Apple iPhone development just got a lot cheaper and easier thanks to the winning team at PennAppsX.

The hack, called Fuji, is an Xcode-esque integrated development environment over the web, complete with an iPhone simulator for live testing. Team members were Carnegie Mellon students Maggie Bignell, Joe Doyle, and Avi Romanoff, along with Zach Latta who recently graduated from L.A.’s El Segundo High School.

Fuji’s web site streams from a VNC connection to actual Macintosh hardware which could run on virtual machines, team members explained. It would be ideal for low-income school districts where budgets might cover inexpensive PCs or Chromebooks but nothing suitable for traditional iPhone development, they noted.

Taking second place at the hackathon, held at the University of Pennsylvania, was Magic Board. This project combined a Boosted Board (electric skateboard) with a a Myo gesture armband from Thalmic Labs. That lets riders make the board go forward or backward just by twisting their wrist. Team members were University of Texas / Austin student Niko Lazaris, plus high schoolers Jason Marmon (Byram Hills, Armonk, N.Y.), Rohith Varanasi (South Brunswick, N.J.), and Greg Carlin (Byram Hills, Armonk, N.Y.).

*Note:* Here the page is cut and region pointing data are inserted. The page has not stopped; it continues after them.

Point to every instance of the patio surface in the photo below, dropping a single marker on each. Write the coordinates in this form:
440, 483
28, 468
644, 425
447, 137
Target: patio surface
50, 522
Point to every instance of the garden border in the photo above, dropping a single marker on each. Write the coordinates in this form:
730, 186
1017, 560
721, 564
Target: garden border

Quitli — described by team members as “Fitbit for shit you’d like to quit” — took third place. It’s a lapel pin that gives feedback and can embarrass you into submission through Facebook posts when you engage in bad habits. Its makers are Kevin Lyman and Alexa Aranjo from Rensselaer Polytechnic Institute and home-fielder Shankar Rao from Penn.

What else was awesome

Best hardware hack went to a Stanford-led smart kitchen project. A new category, best healthcare hack, went to a patient discharge and collaboration application, running on a Pebble smartwatch, from students at Texas A&M and the University of Waterloo.

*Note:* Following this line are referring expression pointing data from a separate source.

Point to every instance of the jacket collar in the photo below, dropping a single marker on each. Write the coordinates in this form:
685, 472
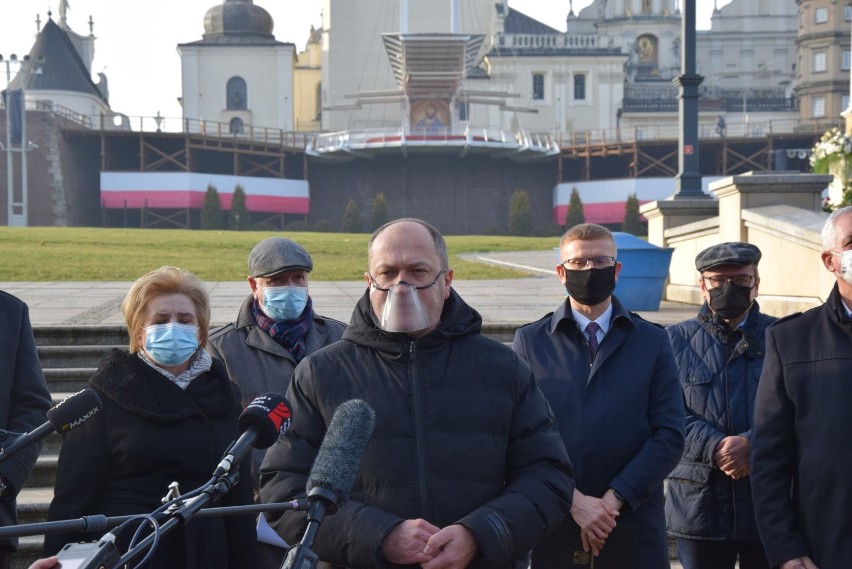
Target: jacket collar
457, 319
838, 309
621, 317
258, 338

Here’s a full list of category winners and sponsor winners, and here’s complete video of the closing ceremony.

“The experience here was amazing,” said Kent State’s Christopher Jones, who worked on a helmet hack designed to stimulate your brain for better performance. “I loved the resources, I loved the mentors,” he said. PennAppsX was Jones’ second hackathon.

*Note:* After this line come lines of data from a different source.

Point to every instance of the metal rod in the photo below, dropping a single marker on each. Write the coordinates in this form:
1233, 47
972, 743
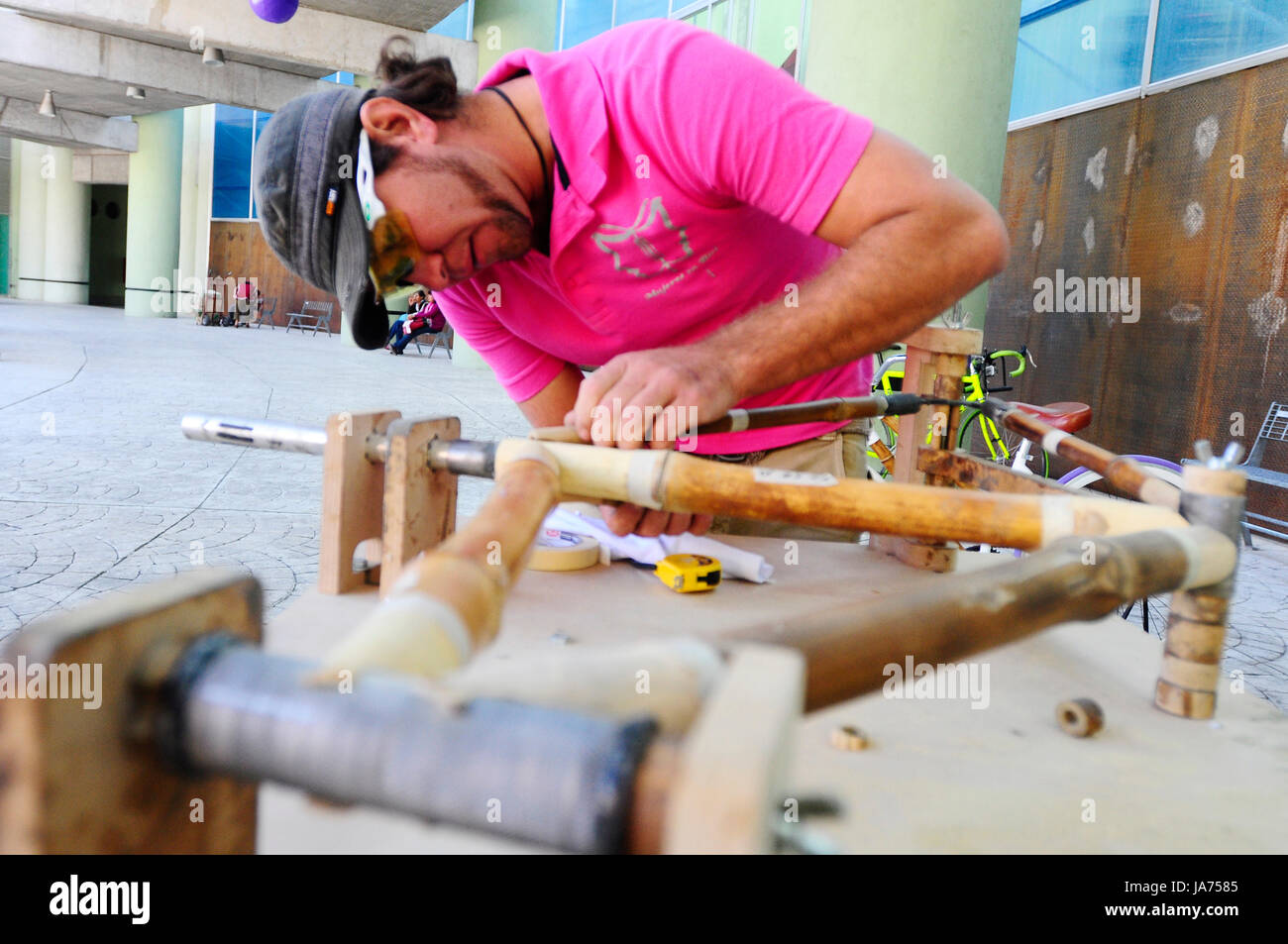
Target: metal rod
523, 772
835, 410
261, 434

Incredible hacks you hopefully didn’t miss included an Occulus Rift / Myo game for Jedi lightsaber training, a spam auto-moderator for Facebook groups, “foodinder” which used a Tinder-like mobile app for finding a good restaurant, and perhaps most useful of all: a way to call a large company and let your smartphone deduce which numbers to press in the IVR, while you wait for the icon to display “call” indicating it found a live person.